(Australian Associated Press)
Consumer confidence rose last week, ending a run of three straight weekly declines, despite weakness in wage growth and a rise in unemployment.
The ANZ-Roy Morgan Australian Consumer Confidence Survey shows that consumer confidence was up 1.6 per cent at 113.8 points for the week ending March 26, well above the 100-point level separating confidence and pessimism.
Households’ views on the 12-month economic outlook rose 2.7 per cent, following a 3.3 per cent slump the previous week.
ANZ senior economist Felicity Emmett said the result was reassuring in light of recent local market falls and US political events.
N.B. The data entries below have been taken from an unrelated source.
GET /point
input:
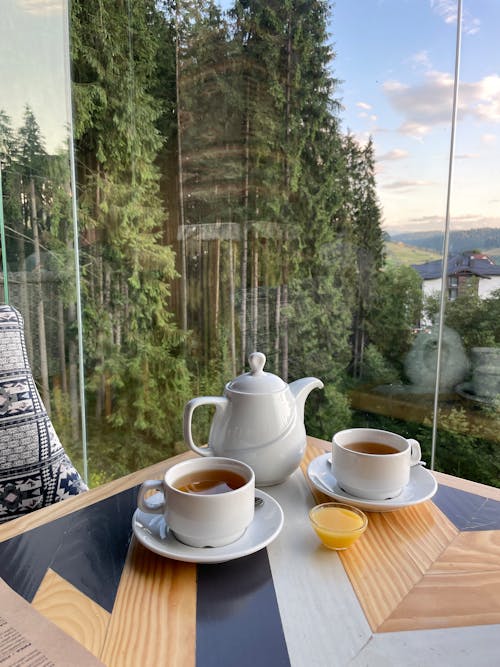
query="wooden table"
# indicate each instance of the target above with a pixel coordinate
(422, 587)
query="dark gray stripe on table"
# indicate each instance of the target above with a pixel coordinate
(237, 616)
(468, 511)
(88, 548)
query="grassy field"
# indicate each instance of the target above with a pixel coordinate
(402, 254)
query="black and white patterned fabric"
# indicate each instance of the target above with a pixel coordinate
(35, 470)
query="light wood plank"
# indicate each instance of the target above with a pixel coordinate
(470, 552)
(467, 485)
(72, 611)
(164, 592)
(448, 600)
(394, 553)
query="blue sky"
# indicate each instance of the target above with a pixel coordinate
(395, 60)
(34, 65)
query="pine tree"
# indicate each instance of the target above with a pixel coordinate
(133, 347)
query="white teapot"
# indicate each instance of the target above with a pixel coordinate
(259, 420)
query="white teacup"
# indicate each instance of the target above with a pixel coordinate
(207, 502)
(373, 464)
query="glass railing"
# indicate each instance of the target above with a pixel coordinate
(235, 188)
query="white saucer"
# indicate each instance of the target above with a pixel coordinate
(152, 531)
(421, 487)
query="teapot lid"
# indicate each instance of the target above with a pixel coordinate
(257, 381)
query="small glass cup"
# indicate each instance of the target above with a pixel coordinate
(338, 525)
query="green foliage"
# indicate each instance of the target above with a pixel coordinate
(394, 312)
(376, 368)
(134, 351)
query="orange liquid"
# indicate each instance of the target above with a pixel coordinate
(339, 527)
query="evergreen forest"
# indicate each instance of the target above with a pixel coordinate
(221, 209)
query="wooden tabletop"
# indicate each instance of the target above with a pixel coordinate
(421, 587)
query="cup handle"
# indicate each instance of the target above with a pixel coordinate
(416, 453)
(143, 502)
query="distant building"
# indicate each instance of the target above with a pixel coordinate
(464, 270)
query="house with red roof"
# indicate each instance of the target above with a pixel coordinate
(464, 271)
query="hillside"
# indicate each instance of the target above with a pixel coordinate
(403, 254)
(484, 239)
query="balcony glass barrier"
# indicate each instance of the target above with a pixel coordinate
(279, 177)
“The broad-based improvement in confidence last week is encouraging, particularly given the fall in domestic equity prices early in the week and uncertainty surrounding US policy,” she said in a statement on Tuesday.
“(But) stepping back from the weekly numbers, confidence has been trending down since late January and is now back close to its long-run average.”
A weak outlook for wages growth – including slated penalty rate cuts – and a rise in unemployment, to 5.9 per cent, had contributed to recent weaker consumer confidence, Ms Emmett said.
She added that high household debt levels, persistently low wages growth and spare capacity in the labour market meant households risked losing confidence in the medium-term outlook.
Households’ views about their current finances fell 0.9 per cent last week while the future finances index gained a solid 3.0 per cent.
Slightly more people thought now was a good time to buy a house-hold item, with that sub-index rising 0.5 per cent, building on the 1.7 per cent gain over the previous two weeks, and is now close to its long-term trend.
Inflation expectations ticked up, partially reversing the previous week’s fall, with the four-week average sitting at 4.4 per cent.